News
  • 27/04/2026

Quand l'IA dérègle sa propre gouvernance : La leçon sud-africaine

Par Jean-Marc GOGBEU

 

Avouons-le : il y a quelque chose d'absurde dans ce qui vient de se passer en Afrique du Sud. Le 26 avril 2026, le ministre des Communications et des Technologies Numériques, Solly Malatsi, a dû retirer en urgence le projet de politique nationale sur l'intelligence artificielle. Un document officiel, approuvé en Conseil des ministres, publié dans le Journal officiel — et truffé de références bibliographiques qui n'ont jamais existé. Des articles académiques fantômes, inventés de toutes pièces, vraisemblablement par un outil d'IA générative qu'un agent de l'État avait utilisé pour rédiger le texte.

 

Un document censé réguler l'IA. Rédigé avec l'IA. Compromis par l'IA.

 

On ne pourrait pas écrire une meilleure parabole.

 

Ce n'est pas une faute isolée

 

Résistons à la tentation du procès facile. Le gouvernement sud-africain n'est ni le premier ni le dernier à tomber dans ce piège.
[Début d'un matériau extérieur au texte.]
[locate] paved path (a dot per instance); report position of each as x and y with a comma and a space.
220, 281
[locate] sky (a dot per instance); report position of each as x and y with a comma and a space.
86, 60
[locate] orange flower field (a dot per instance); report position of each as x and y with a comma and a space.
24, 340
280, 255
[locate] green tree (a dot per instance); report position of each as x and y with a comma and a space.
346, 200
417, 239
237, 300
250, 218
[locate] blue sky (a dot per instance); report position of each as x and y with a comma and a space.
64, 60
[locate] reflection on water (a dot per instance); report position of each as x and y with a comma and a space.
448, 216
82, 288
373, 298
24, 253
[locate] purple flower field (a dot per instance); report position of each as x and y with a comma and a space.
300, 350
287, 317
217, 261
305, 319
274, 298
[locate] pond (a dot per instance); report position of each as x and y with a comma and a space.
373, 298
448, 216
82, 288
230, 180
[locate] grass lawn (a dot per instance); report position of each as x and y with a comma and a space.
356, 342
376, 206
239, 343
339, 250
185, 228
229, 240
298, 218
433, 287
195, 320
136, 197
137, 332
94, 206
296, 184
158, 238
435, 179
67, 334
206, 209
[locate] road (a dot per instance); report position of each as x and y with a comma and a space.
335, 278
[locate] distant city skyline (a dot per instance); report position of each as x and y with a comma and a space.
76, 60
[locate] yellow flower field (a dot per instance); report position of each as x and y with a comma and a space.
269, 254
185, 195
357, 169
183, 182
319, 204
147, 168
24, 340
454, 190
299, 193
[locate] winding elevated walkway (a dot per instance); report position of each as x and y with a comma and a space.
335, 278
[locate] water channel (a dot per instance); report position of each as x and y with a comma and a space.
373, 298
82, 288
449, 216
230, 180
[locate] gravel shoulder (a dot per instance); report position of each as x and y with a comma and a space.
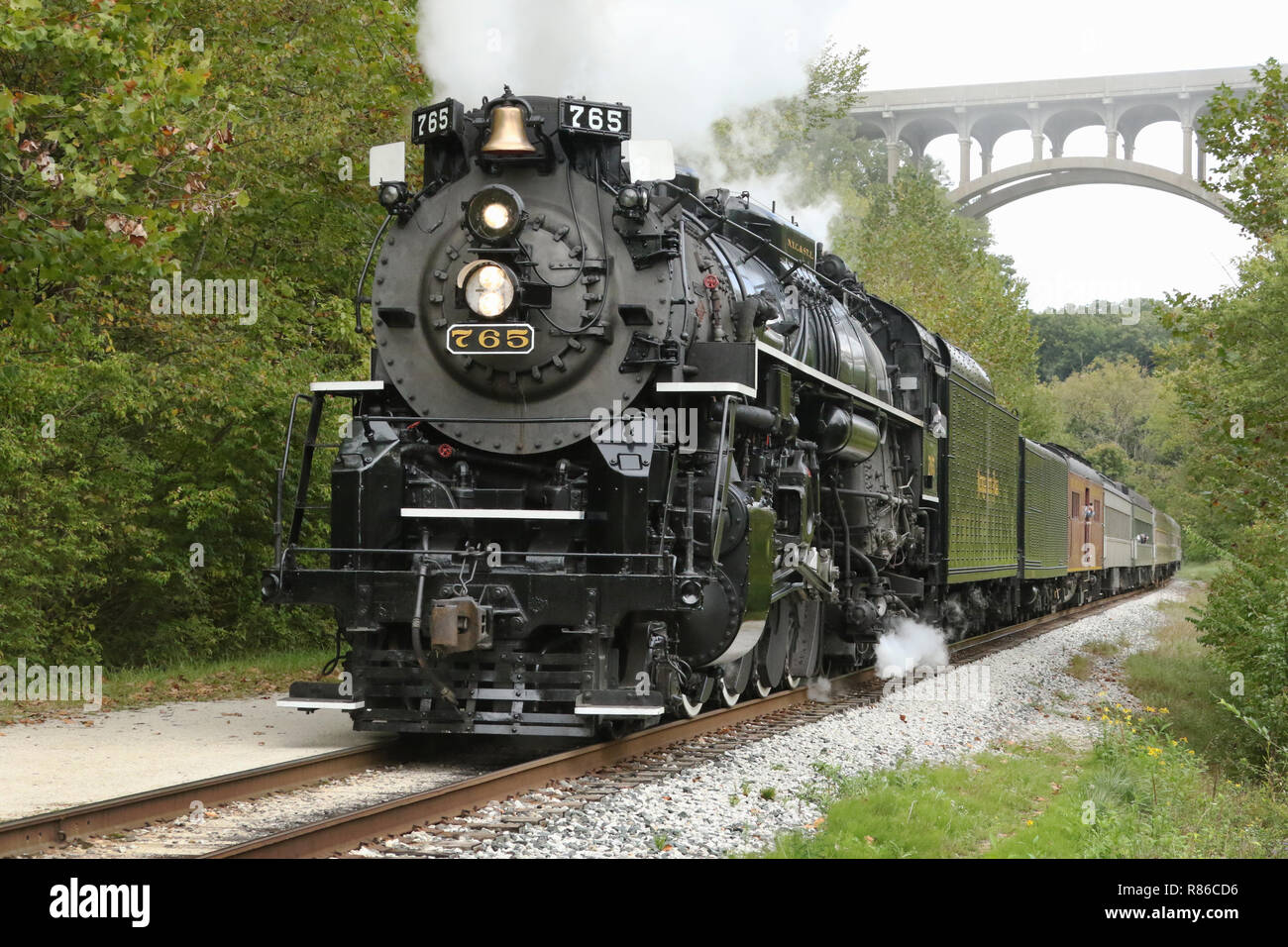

Des avocats américains ont soumis des plaidoiries citant des jurisprudences inexistantes. Des chercheurs ont publié des bibliographies partiellement hallucinées. Des journalistes ont reproduit des citations que personne n'a jamais prononcées. Ce qui rend cet épisode particulièrement frappant, c'est son niveau : un texte validé au sommet de l'État, soumis à la consultation publique, sans que personne — à aucune étape — ne prenne la peine de vérifier si les sources citées existaient vraiment.

 

Ce n'est pas une erreur technologique. C'est une erreur humaine, de bout en bout.

 

Le vrai danger : la confiance aveugle

 

Les modèles de langage — ChatGPT, Claude et leurs pairs — ont cette particularité troublante : ils s'expriment avec une assurance absolue, même quand ils inventent. Pas de doute dans la formulation, pas de signal d'alarme. Une référence fictive sort aussi proprement formatée, aussi convaincante, qu'une vraie. C'est ça, une « hallucination » — et le terme est bien choisi : on voit quelque chose qui a l'air réel, mais qui ne l'est pas.

 

Le problème n'est donc pas d'utiliser l'IA pour rédiger des documents publics. Dans un monde où les administrations croulent sous la charge de travail, ce serait une bataille perdue d'avance. Le problème, c'est d'utiliser l'IA sans filet : sans protocole de vérification, sans responsable clairement désigné, sans culture de l'audit. Et là, sur notre continent, on touche quelque chose de sensible. Non pas parce que les administrations africaines sont négligentes — mais parce que les cadres méthodologiques pour encadrer ces usages n'ont tout simplement pas encore été construits.

 

Ce que nos secteurs ont à y apprendre

 

Pour les banques et les assureurs africains, cet épisode mérite qu'on s'y arrête vraiment. L'IA est déjà là, dans nos métiers : scoring de crédit, détection de fraude, souscription automatisée, analyse de conformité. Et dans ces domaines, une source erronée ou une donnée hallucinée ne génère pas seulement un embarras — elle peut coûter une amende, un retrait d'agrément, une perte client.

 

Le vrai risque, ce n'est pas l'IA en soi. C'est l'illusion que l'IA vérifie ce qu'elle produit. Elle ne le fait pas. Elle génère — vite, fluement, de façon convaincante. Et elle laisse à l'humain la responsabilité du reste.

 

La supervision humaine : pas une option, une obligation

 

Solly Malatsi a au moins eu le courage de l'admettre sans détour. Il a reconnu que cet épisode prouve pourquoi la vigilance humaine reste indispensable. C'est une phrase que les régulateurs africains — BCEAO, CIMA, Banque Centrale du Congo, Bank Al-Maghrib — devraient afficher en tête de leurs propres chantiers de régulation de l'IA, encore largement inachevés.

 

Parce que ce n'est pas à l'IA de définir les règles de son propre usage. C'est à nous.

 

Pour conclure, L'Afrique du Sud republiera son texte. Probablement mieux encadré, cette fois. Mais la vraie question n'est pas ce qui s'est passé à Pretoria — c'est ce qui se prépare à Abidjan, Dakar, Lagos, Nairobi. Des gouvernements, des régulateurs, des institutions financières adoptent l'IA à marche forcée, avec enthousiasme et parfois sans garde-fous.

 

L'IA peut rédiger un rapport. Elle ne peut pas en assumer les conséquences. Cette distinction, simple en apparence, est peut-être la plus importante à graver dans les esprits — avant que le prochain couac ne soit, lui, irréversible.